Esperanza – 02 – Calles mojadas

Que extraña resulta la sensación de pisar la calle nuevamente con cierta libertad. Estoy parado en mitad de la calzada de una gran avenida por la que antes circulaban al día miles de vehículos en todas direcciones sin ningún destino concreto. La llovizna cae sobre mí suavemente. Es de esa llovizna que parece insignificante, pero acaba calando hasta los huesos. Noto la ropa mojada y el agua empapando mi rostro. Había olvidado lo agradable de esa sensación. Supongo que en general, los que continuamos vivos hemos olvidado muchas cosas insignificantes que a la hora de la verdad, son las realmente importantes en esta puta época que nos ha tocado vivir; las que ayudan a tener la certeza de estar de alguna manera realmente vivo: un café sentado en la mesa de una cafetería mientras lees un diario gratuito; un litro de cerveza con los amigos en el césped de un parque; un paseo bajo el sol de la mañana entre los puestos de un concurrido y ruidoso mercadillo; hacerse una foto junto a un monumento cansado de hacerse fotos inútiles; los besos sobre una colina con la gris ciudad al fondo cubierta con una boina de polución… ¿Cuándo dejaron de importarnos estas invalorables nimiedades?
Camino lentamente por las calles mojadas. Disfruto de cada paso que estoy dando sobre el húmedo y resbaladizo asfalto. Existe a ras del suelo una finísima y casi inapreciable neblina que se aparta perezosamente a cada zancada que doy. Aprecio esta misteriosa neblina. Siempre me pareció que algunos elementos naturales desprenden un aura mágica irreal: La lluvia en el césped, la nieve cubriendo riscos, el granizo golpeando contra las lonas, los rayos de sol entre las hojas de los árboles, las auroras boreales serpenteando entre las estrellas, la niebla ocultando con su manto gris las calles mojadas… De alguna manera me siento como el primer hombre que pisa estas calles; como un valiente explorador descubriendo terreno virgen en tierras ignotas.
A veces, según voy avanzando, me parece sentir algún fugaz movimiento entre las sombras de alguna esquina o detrás de los cubos de basura. Miro hacia allí y no me parece distinguir nada inusual, aunque con la neblina podría perfectamente haber algo oculto; tal vez un gatillo buscándose la vida entre la basura o intentando cazar una de las ratas que se aventuran fuera del alcantarillado. También puede que se trate de uno de esos apestosos vagabundos enfermos que aún luchan por sobrevivir igual que los gatos callejeros. Instinto de supervivencia primario, como si eso sirviese de algo más que para prolongar la agonía.
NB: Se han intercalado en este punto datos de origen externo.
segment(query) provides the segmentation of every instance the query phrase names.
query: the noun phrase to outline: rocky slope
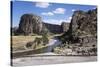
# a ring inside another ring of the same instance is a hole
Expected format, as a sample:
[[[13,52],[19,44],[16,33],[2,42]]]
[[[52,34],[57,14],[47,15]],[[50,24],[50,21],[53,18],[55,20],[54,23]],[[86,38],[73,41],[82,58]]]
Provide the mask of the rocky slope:
[[[62,38],[71,43],[84,43],[97,40],[97,9],[84,11],[75,11],[69,26],[68,32],[64,33]]]
[[[33,14],[24,14],[21,16],[18,33],[29,35],[32,33],[39,34],[42,31],[41,17]]]
[[[35,14],[24,14],[21,16],[19,28],[16,32],[18,35],[32,35],[41,34],[44,31],[50,33],[63,33],[68,30],[68,23],[62,23],[61,25],[49,24],[42,21],[40,16]]]

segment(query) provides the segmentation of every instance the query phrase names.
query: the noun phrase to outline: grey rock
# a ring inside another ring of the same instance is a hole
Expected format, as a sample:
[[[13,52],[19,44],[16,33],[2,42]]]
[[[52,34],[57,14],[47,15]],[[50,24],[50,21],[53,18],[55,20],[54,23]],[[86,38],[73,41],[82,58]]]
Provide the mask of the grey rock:
[[[33,14],[24,14],[21,16],[18,33],[30,35],[32,33],[40,34],[42,31],[41,17]]]

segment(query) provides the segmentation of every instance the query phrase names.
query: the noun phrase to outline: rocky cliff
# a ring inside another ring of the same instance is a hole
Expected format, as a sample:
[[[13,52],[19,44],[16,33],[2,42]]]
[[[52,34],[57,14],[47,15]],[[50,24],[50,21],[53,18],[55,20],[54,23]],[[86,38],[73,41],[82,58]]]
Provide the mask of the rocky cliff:
[[[48,30],[50,33],[59,34],[67,31],[67,28],[69,28],[68,25],[69,24],[65,22],[61,25],[49,24],[43,22],[40,16],[35,14],[24,14],[21,16],[17,34],[41,34],[44,30]]]
[[[24,14],[21,16],[18,33],[29,35],[32,33],[39,34],[42,31],[41,17],[33,14]]]
[[[68,32],[62,36],[72,43],[95,41],[97,37],[97,9],[87,12],[78,10],[73,13]]]

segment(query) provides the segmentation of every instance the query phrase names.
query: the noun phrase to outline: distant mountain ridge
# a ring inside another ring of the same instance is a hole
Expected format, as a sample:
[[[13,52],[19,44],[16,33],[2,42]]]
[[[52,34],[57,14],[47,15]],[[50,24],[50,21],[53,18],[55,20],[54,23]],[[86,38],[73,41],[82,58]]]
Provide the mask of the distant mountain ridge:
[[[66,25],[68,24],[66,22],[63,23]],[[32,33],[41,34],[46,28],[50,33],[59,34],[68,30],[67,28],[69,26],[66,28],[64,24],[56,25],[45,23],[42,21],[40,16],[35,14],[24,14],[20,18],[19,27],[16,33],[18,35],[31,35]]]

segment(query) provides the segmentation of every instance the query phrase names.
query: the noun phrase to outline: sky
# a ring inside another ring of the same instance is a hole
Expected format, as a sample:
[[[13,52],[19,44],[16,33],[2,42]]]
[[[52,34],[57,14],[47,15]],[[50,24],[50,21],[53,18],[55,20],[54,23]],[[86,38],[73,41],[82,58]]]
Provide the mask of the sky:
[[[76,5],[48,2],[12,2],[12,26],[18,26],[20,17],[23,14],[35,14],[42,17],[45,23],[58,24],[62,22],[69,23],[73,12],[76,10],[88,11],[95,9],[95,5]]]

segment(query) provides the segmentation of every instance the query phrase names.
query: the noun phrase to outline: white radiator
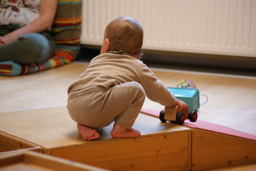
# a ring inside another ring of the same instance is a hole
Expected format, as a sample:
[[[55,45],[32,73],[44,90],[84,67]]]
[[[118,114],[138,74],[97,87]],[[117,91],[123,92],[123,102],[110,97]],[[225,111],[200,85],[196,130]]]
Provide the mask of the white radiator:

“Qué más da esa escoria. Van a acabar muertos al igual que el resto del mundo.” Casi sin darme cuenta he llegado a mi destino. Ha comenzado a llover más fuerte y el agua resbala en cascadas por las paredes del enorme edificio gubernamental que se encuentra ante mí. Resulta realmente extraño que me llamaran precisamente ahora, con la situación que estamos viviendo, para la oferta de un puesto de trabajo confidencial al que postulé como candidato hace más de un año. Fue sin duda el proceso de selección más meticuloso e intrincado de cuantos he participado: pruebas de todo tipo, exámenes médicos, test psicológicos y físicos… “Ya te llamaremos” dijeron, y di por sentado que no lo harían. Nunca lo hacen. Y me equivoqué.